Posted by Larry Doyle on February 11, 2010 12:44 PM |

4th quarter 2009 GDP of 5.7% may have looked impressive on its face, but in peeling back the onion we learned that a large percentage of the growth was due to a slowing in inventory drawdowns rather than real growth. I highlighted as much on January 29th in writing,“Markets Fading the 4th Quarter GDP Report”:

The question for the economy, and in turn the markets, is to what degree the supposed growth embedded in the 4th quarter GDP is sustainable. To determine that, people need to appreciate the fact that this 5.7% GDP figure was driven to a large extent (60%) by a slowing in the drawdown of inventories. Are you scratching your head wondering what that means? Let’s just reduce it to the fact that drawing down inventories is not exactly a driver of growth at all.

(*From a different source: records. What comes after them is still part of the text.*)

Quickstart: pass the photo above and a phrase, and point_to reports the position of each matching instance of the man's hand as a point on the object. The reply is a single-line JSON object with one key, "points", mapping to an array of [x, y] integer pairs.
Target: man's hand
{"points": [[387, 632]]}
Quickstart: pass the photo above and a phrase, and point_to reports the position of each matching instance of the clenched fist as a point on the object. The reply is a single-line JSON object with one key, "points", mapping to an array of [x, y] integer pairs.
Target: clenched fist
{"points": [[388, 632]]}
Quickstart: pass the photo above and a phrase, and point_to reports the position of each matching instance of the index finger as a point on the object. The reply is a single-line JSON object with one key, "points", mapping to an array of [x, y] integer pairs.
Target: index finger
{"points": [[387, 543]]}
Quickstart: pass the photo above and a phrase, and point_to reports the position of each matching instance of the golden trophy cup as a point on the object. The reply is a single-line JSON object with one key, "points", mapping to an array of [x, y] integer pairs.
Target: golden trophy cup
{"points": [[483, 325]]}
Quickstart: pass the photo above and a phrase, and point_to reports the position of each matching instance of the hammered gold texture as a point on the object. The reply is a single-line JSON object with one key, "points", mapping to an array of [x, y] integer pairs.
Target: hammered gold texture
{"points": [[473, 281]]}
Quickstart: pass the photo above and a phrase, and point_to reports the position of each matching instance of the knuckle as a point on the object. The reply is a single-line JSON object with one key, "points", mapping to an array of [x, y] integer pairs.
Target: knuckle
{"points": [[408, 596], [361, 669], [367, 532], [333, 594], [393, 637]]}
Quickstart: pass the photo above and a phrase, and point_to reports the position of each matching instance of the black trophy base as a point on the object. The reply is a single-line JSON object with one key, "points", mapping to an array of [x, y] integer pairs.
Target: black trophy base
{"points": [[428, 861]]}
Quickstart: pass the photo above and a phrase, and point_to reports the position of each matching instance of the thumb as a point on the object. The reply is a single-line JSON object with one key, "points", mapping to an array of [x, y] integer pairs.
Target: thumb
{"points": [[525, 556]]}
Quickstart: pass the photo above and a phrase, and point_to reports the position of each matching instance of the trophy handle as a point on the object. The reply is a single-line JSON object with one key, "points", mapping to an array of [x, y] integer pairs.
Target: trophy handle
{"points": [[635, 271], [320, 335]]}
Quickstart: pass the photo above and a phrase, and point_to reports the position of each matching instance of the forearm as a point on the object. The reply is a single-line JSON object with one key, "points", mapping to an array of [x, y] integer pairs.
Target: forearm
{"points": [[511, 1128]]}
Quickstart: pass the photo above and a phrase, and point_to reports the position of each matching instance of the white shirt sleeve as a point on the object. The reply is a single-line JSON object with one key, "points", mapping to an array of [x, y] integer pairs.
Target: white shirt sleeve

What drives growth? Personal consumption. What drives personal consumption? Jobs.

Regrettably, we keep hearing from CFOs that they do not expect significant or meaningful job growth this year.

Over and above that, recent trade data will likely cause a revision lower in the aforementioned 4th quarter GDP. None other than our Sense on Cents Economic All-Star David Rosenberg projects that the increase in our trade deficit and overall weakness in wholesale trade will cause 4th quarter GDP to be revised to 5% from the initial 5.7% figure.